Learning About Kids
That Little Voice
I didn’t have children of my own, but I’ve stumbled through the terrifying experience of attempting to be a step-parent.
There are no rules for this role, just trial and error efforts to get through each day without damaging these youngsters, physically, mentally, emotionally, and/or spiritually.
I found it helpful to hang onto my limited supply of sanity seasoned with high doses of humor and tolerance, while being ignorant about the teenage mind.
My first experience in ‘not being a mother’ mother, was with four teenagers, ages 12, 14,16, and 17. One would think at 30 I would know certain things, but there were large gaps in my knowledge closet concerning children, teenagers, boys, and parenthood.
For instance, I had no idea that at 14, boys did not know to pick up obviously used underwear and deposit it in the dirty laundry basket. Thank goodness for a business partner who was the mother of five boys. She gave me helpful hints about this phenomenon of clothing littering.
She solved the problem by taping the dirties on the bathroom mirror. Of course this went unnoticed until one could not see the mirror for the soiled briefs, which led to the realization, “I don’t have any clean underwear.” She would simply say, “Guess you will have to wear dirty ones.”
That technique may have worked with her boys, but my one didn’t hesitate to take one of the unwashed pants from the bathroom glass and stride out of the house with no worries.

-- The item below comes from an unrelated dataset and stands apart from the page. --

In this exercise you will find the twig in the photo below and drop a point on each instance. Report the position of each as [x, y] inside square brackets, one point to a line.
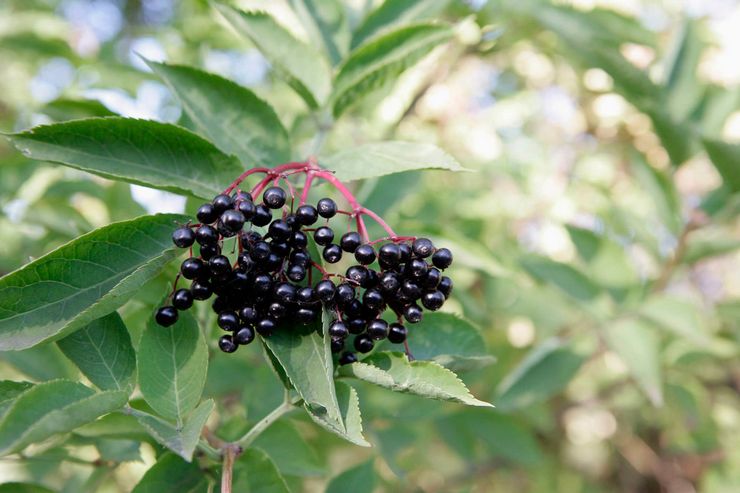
[231, 452]
[265, 422]
[696, 221]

I also was surprised some teenagers didn’t know they smelled rank if they didn’t apply deodorant to their armpits, especially if they came in sweaty from football practices.

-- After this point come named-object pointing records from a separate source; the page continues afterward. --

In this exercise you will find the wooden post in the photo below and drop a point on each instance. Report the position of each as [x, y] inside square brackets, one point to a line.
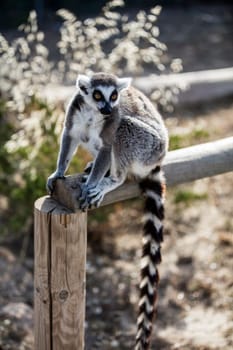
[60, 259]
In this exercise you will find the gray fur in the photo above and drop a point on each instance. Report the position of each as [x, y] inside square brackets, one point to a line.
[131, 140]
[126, 136]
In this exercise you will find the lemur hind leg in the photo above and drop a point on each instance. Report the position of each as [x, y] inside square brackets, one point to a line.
[92, 197]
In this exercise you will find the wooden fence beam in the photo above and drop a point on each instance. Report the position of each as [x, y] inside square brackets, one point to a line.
[60, 243]
[60, 265]
[180, 166]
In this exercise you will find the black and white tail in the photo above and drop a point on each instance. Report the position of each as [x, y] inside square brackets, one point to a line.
[153, 187]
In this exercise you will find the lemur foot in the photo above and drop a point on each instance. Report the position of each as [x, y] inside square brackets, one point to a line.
[50, 186]
[90, 197]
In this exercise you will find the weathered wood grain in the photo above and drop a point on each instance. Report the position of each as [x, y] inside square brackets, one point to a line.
[180, 166]
[60, 259]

No one mentioned perfectly normal, rational, smart boys take on personalities unrecognizable when they reach about 13. That is the age when it is wise to put them in a closet and shuffle food trays through a small door until they are 25 or perhaps even into their 30s.
The one boy of this new venture into parenthood lived with us fulltime, while the girls were permanent residents with their mother, but seemed to enjoy being with their dad and this woman who couldn’t cook, and didn’t know the first thing about her role in this new family configuration.

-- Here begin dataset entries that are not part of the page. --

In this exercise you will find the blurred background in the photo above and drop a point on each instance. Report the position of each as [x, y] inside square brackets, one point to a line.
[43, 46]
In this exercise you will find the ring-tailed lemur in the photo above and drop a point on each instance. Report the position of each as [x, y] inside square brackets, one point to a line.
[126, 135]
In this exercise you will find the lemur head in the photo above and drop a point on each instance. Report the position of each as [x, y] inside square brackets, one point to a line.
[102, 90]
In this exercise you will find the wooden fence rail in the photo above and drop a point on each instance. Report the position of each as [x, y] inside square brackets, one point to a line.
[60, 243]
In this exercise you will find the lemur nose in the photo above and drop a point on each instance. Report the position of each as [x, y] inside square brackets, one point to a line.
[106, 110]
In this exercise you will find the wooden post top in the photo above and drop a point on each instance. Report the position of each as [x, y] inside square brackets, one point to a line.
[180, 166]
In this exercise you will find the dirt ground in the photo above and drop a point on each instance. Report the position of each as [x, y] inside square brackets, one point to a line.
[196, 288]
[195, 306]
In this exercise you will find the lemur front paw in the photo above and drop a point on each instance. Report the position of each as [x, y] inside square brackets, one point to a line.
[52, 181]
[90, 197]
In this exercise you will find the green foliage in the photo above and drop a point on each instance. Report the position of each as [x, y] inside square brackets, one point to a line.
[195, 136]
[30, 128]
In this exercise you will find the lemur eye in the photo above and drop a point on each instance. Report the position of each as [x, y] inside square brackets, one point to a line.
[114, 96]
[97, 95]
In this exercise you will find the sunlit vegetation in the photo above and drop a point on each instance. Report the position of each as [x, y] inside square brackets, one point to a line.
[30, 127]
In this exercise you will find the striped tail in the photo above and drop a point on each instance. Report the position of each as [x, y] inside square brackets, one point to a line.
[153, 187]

Having grown up in a family of three girls, one mother, one father, and one bathroom I did understand sharing facilities could be a bit congested, and there could be a bit of controversy about whose toothbrush was what color, and whose turn it was to take a bath.
Often the girls would come to our house after school, stay for dinner, and spend the night, sharing the spare bedroom and the bathroom, and the seating area in the living room. Our tiny living room allowed only four people to sit down at one time on a piece of furniture, so if more than four were there, well, the floor would catch the overflow.
Stories abound within all families, some funny, some sad, some life changing, most not remembered, but my years with a houseful of teenagers was the catalyst for understanding why parenting was not my calling.